[Open-bio-l] [Biohackathon] two flatfile spec change proposals (fwd)

Jason Stajich jason@cgt.mc.duke.edu
Fri, 19 Jul 2002 09:52:15 -0400 (EDT)


fwded so all can see.

-- 
Jason Stajich
Duke University
jason at cgt.mc.duke.edu

---------- Forwarded message ----------
Date: Fri, 19 Jul 2002 00:08:38 -0600
From: Andrew Dalke <adalke@mindspring.com>
Reply-To: dalke@dalkescientific.com
To: biohackathon@egenetics.com
Subject: [Biohackathon] two flatfile spec change proposals

I would like to make a couple small changes in the current flat-file
indexing spec.

 1. =================

I want to support this style of indexing:

  mindy --create MyIndex
  mindy --update MyIndex filename1.gb
  mindy --update MyIndex filename2.gb
     ....

That is,  create an  empty index  then add in  new files.   The format
would be determined and set automatically from the first update.

This can't quite be done with the current spec because I need to
define a 'format' in the config information.  I could think of two
alternatives.  One is to define the format when creating the empty
index, as in

  mindy --create MyIndex --format genbank
  mindy --update MyIndex filename1.gb
  mindy --update MyIndex filename2.gb

The other is to create the index and update with a file in one step,

  mindy --create Myindex filename1.gb
  mindy --update MyIndex filename2.gb


I don't like the first option because I want to support auto format
detection.  I don't like the second because of the lack of symmetry.
It's a bit trickier and error prone for code to special case the first
file.  (In other words, it feels wrong.)


I would like to change the flatfile spec slightly and want to
run it by you all first.

I came up with three possibilities

  1.  allow the format to be unspecified, as in the empty string "".
      If unspecified, the update program is in charge of setting the
      format later on.

  2.  instead of the empty string "", use the word "sequence"

  3.  put the format definition in the 'fileids' normalization table.
      Currently this looks like

         <fileid> "\t" <filename> "\t" <file length> "\n"

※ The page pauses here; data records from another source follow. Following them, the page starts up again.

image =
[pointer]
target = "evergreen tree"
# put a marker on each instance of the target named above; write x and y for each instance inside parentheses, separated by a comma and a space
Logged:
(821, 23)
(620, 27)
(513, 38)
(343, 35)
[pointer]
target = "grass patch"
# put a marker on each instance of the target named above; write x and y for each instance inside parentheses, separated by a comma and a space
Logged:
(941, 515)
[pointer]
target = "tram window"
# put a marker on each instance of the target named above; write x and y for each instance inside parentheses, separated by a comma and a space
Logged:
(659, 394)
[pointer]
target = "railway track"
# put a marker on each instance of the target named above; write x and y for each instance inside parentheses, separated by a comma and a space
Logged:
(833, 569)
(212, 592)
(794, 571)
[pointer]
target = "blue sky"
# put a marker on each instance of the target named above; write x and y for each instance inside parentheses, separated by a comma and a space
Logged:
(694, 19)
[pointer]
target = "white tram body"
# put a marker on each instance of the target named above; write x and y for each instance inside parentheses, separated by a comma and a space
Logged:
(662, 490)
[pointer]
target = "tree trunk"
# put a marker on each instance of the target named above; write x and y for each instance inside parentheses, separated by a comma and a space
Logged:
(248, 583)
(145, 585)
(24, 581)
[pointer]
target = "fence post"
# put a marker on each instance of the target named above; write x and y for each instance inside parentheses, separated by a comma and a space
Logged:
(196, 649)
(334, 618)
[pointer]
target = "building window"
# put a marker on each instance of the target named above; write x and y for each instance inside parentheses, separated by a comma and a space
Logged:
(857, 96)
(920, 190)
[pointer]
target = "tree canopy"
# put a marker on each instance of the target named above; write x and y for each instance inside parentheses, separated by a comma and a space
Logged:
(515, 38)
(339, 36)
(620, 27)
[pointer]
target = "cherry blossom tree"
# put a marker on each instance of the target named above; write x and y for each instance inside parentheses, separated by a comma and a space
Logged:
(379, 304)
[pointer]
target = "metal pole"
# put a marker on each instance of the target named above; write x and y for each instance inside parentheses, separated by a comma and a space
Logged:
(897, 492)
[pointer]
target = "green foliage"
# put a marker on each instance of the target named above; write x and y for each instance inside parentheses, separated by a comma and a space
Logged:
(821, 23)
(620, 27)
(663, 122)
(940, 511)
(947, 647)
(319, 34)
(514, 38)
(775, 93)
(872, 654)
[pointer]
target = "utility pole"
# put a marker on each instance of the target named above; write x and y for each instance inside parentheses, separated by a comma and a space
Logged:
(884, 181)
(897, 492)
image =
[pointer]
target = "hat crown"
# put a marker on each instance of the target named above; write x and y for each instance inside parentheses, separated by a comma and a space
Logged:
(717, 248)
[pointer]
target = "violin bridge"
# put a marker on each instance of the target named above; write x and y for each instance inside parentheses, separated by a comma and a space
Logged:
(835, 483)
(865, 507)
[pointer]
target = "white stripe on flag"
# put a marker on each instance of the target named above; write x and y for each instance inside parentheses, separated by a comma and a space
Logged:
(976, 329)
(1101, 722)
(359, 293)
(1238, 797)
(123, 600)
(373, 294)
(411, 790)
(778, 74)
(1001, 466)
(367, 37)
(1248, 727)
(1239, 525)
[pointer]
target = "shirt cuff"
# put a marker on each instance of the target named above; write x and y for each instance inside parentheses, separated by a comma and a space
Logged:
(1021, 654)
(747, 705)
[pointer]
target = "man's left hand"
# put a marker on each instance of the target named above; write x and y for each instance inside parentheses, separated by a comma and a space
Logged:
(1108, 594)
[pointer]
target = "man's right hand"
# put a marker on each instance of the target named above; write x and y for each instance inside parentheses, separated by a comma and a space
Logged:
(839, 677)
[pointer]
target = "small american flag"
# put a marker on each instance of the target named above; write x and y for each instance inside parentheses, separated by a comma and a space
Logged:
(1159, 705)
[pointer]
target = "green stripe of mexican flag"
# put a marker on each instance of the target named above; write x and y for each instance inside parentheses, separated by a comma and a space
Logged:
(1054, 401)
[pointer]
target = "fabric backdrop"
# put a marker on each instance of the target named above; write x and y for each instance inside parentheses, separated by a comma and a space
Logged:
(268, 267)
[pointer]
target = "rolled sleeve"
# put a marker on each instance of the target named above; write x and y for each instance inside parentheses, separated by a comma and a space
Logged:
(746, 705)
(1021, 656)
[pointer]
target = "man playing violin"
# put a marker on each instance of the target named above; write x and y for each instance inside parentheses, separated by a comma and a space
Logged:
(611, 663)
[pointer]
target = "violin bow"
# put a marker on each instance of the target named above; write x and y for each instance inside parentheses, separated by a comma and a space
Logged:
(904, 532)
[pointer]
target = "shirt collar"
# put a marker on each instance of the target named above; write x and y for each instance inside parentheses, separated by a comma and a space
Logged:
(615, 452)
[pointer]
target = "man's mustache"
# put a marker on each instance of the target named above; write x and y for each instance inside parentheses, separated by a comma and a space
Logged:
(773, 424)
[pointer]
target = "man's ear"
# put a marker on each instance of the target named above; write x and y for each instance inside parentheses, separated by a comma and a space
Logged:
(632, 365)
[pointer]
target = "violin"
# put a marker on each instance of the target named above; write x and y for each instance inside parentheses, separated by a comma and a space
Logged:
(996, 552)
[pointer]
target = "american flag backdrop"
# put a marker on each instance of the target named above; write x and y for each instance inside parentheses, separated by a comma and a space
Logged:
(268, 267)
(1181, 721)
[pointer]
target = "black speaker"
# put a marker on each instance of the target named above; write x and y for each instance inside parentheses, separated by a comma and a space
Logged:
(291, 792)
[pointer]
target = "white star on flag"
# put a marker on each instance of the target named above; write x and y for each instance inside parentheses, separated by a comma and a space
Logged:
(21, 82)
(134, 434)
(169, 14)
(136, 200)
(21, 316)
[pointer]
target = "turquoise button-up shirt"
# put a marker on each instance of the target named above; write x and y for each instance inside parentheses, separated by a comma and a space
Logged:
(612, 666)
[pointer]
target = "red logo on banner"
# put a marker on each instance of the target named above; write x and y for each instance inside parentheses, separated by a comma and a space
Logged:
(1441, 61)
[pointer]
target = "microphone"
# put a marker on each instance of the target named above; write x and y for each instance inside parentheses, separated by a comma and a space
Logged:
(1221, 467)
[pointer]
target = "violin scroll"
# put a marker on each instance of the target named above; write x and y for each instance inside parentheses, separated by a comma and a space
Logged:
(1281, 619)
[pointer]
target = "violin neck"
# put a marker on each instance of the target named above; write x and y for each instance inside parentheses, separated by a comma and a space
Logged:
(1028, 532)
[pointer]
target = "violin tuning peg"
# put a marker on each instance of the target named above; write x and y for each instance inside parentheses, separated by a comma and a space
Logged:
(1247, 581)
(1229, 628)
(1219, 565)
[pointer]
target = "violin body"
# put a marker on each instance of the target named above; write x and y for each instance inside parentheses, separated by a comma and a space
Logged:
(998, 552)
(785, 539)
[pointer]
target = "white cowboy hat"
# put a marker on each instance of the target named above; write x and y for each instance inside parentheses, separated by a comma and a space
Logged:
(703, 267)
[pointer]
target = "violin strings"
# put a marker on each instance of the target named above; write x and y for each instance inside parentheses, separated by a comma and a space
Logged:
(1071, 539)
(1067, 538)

      In the proposed version it becomes

         <fileid> "\t" <filename> "\t" <file length> "\t" <format> "\n"

      along with the additional constraint that all <format> fields
      must be identical.


Of these I prefer the third.

 2. ===========================

In addition, on rereading the spec I noticed that the filename section
specifically says:

> By definition, the fileid and filename strings are not permitted to
> contain ASCII control characters so no character escape machanism is
> needed for the two terms.  If you use a filename with non-printable
> characters, you get what you deserve.  :)

I'm worried now about internationalized filenames.  Suppose you use a
MS Windows with cp1208 encoding, or one with UTF-8 encoding, etc.  How
is it represented in the file?  Always as UTF-8?  I also don't know how
well those names port across different file systems, nor do I know if
the contain bytes which can be translated as control characters.  (My
reading of UTF-8 says that it can't.)

I'm okay that the different names (like 'id', 'accession', 'author',
etc.) may only be stored in printable ASCII.  I'm not as happy that
I can't have the file

  /home/dalke/för_Inga/proteins.gb

because the creator of the index has less control over the file structure.

I think the best solution for now is to add the following to the spec:

  ... If you use a filename with non-printable characters and know the
  details of Unicode, including using UTF-8 and cp1208 for filesystem
  encodings, let us know so we can fix the spec.